Im Prozess um den Tod von Mouhamed Dramé hat die Staatsanwaltschaft vor dem Landgericht in Dortmund ihren Schlussvortrag gehalten. Nur für den Einsatzleiter der Polizei fordert sie eine Strafe. Alle anderen Angeklagten beantragt die Staatsanwaltschaft freizusprechen, auch wenn sie keinen Angriff durch Mouhamed Dramé sieht. Der 16-jährige Flüchtling war vor mehr als zwei Jahren in einer psychischen Ausnahmesituation – er solll suizidgefährdet gewesen sein – in seiner Jugendeinrichtung von der Polizei erschossen worden.
Staatsanwaltschaft: Reizgaseinsatz nicht gerechtfertigt
In einem langen Schlussvortrag hat die Staatsanwaltschaft am Montag (2. Dezember 2024) vor dem Landgericht erklärt, warum sie für den Einsatzleiter H. eine Strafe fordert. Er soll rechtswidrig eine Polizistin dazu verleitet haben, eine gefährliche Körperverletzung im Amt zu begehen. H. hatte bei dem Einsatz im August 2022 die Anweisung gegeben, den jungen Geflüchteten Mouhamed Dramé mit Reizgas zu besprühen. Der saß zu dem Zeitpunkt mit einem Messer an seinem eigenen Bauch im Innenhof seiner Wohngruppe. ___STEADY_PAYWALL___
Die Situation sei dabei statisch gewesen. Von Dramé ging laut Staatsanwaltschaft nur eine abstrakte Gefahr aus – keine, die den Einsatz des Reizgases rechtfertigte. Die Staatsanwaltschaft wirft dem Einsatzleiter vor, „stumpf“ seinen zu Einsatzbeginn erstellten Plan verfolgt zu haben, ohne die Lage zwischenzeitlich neu zu bewerten und über Alternativen nachzudenken. Als solche führt die Staatsanwaltschaft ein Sondereinsatzkommando, Diensthunde oder das Einschalten eines Psychologen an.
Durch den Einsatz des Reizgases sei es dann erst zur Eskalation gekommen. Dramé bewegte sich nach dessen Einsatz in Richtung der im Innenhof stehenden Polizist:innen. Einen Angriffswillen Dramés habe man bei der Beweisaufnahme nicht feststellen können, erklärte Oberstaatsanwalt Carsten Dombert zu Beginn des Plädoyers. Der Weg in den Innenhof sei der einzige Fluchtweg gewesen – „tragischerweise dahin, wo die Beamten standen“, so Dombert.

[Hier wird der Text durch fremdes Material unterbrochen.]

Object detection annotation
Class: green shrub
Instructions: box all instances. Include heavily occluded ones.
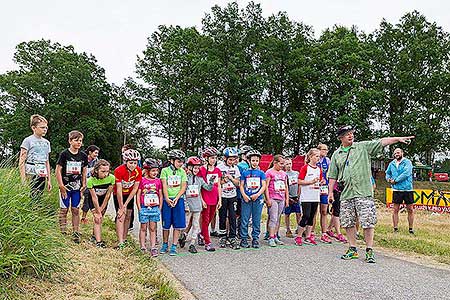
[0,168,67,281]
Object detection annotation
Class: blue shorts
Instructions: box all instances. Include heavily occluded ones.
[284,202,302,215]
[139,206,161,224]
[59,190,81,208]
[320,195,328,205]
[161,198,186,230]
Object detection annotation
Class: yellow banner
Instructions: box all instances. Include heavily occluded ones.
[386,188,450,213]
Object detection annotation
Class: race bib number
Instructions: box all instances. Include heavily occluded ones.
[320,185,328,195]
[144,193,159,206]
[186,184,199,198]
[167,175,181,187]
[206,174,219,183]
[245,177,261,190]
[289,176,298,185]
[273,180,286,192]
[34,164,48,177]
[222,181,236,191]
[66,161,81,175]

Keine Hinweise auf einen Angriffswillen Dramés
Für den Einsatzleiter fordert die Staatsanwaltschaft eine Bewährungsstrafe von zehn Monaten und eine Zahlung von 5000 Euro an eine Jugendeinrichtung. Er ist der einzige Angeklagte, für den die Staatsanwaltschaft eine Strafe fordert.
Die Polizistin, die das Reizgas versprühte, habe eine eingeschränkte Sicht gehabt und hätte sich auf die Anweisung des erfahrenen Einsatzleiters verlassen müssen, begründet die Staatsanwaltschaft ihren Antrag.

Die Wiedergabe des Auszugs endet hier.